Step 1: Understanding the Concept:
The shaded area can be found by calculating the area of the square ABCD and subtracting the areas of the four circular sectors that are inside the square. Step 2: Key Formula or Approach:
1. Determine the radius of the circles.
2. Calculate the area of the square.
3. Calculate the area of the four sectors inside the square.
4. Area of Shaded Region = Area of Square - Area of 4 Sectors. Step 3: Detailed Explanation:
The side of the square ABCD is given as 14 cm. Since the circles with centers A and B (or A and D) touch externally, the side of the square is the sum of the radii of two circles.

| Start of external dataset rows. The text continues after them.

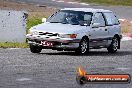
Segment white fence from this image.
[0,10,27,42]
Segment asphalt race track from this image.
[0,0,132,88]
[0,40,132,88]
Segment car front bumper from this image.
[26,34,81,49]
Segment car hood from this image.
[31,22,89,34]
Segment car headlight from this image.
[59,34,77,38]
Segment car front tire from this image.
[30,44,42,53]
[107,37,119,53]
[76,38,89,54]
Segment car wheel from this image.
[107,37,119,53]
[76,38,89,54]
[30,44,42,53]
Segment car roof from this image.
[61,8,112,12]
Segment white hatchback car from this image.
[27,8,122,54]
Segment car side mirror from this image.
[92,23,100,27]
[42,18,46,23]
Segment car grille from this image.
[39,32,58,36]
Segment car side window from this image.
[104,12,119,25]
[93,13,105,26]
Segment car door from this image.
[90,12,108,47]
[103,12,121,44]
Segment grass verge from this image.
[80,0,132,6]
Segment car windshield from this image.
[47,10,93,26]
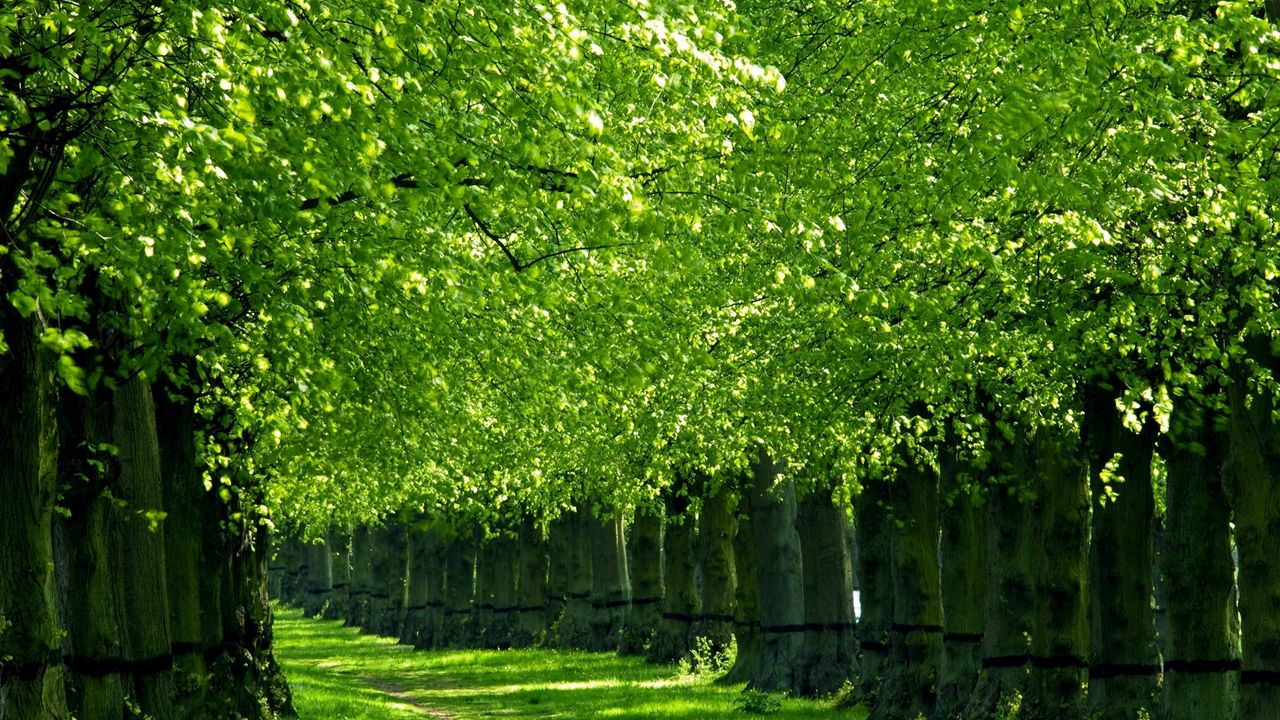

Side of square = radius + radius = 2 \( \times \) radius.
\( 14 = 2r \)
\( r = \frac{14}{2} = 7 \) cm.
The radius of each circle is 7 cm.
Area of the square ABCD = \( (\text{side})^2 = (14)^2 = 196 \) cm\(^2\).
The four sectors inside the square are at the corners. Since ABCD is a square, the angle of each corner is 90\(^{\circ}\). So, each sector has a central angle of 90\(^{\circ}\).
The sum of the angles of the four sectors is \( 4 \times 90^{\circ} = 360^{\circ} \), which is the angle of a complete circle.
Therefore, the combined area of the four sectors is equal to the area of one full circle with radius r = 7 cm.
Area of 4 sectors = Area of one circle = \( \pi r^2 \).
Area of 4 sectors = \( \frac{22}{7} \times (7)^2 = \frac{22}{7} \times 49 = 22 \times 7 = 154 \) cm\(^2\).
Now, calculate the area of the shaded region:
Area of Shaded Region = Area of Square - Area of 4 Sectors
Area of Shaded Region = \( 196 - 154 = 42 \) cm\(^2\). Step 4: Final Answer:
The area of the shaded region is 42 cm\(^2\).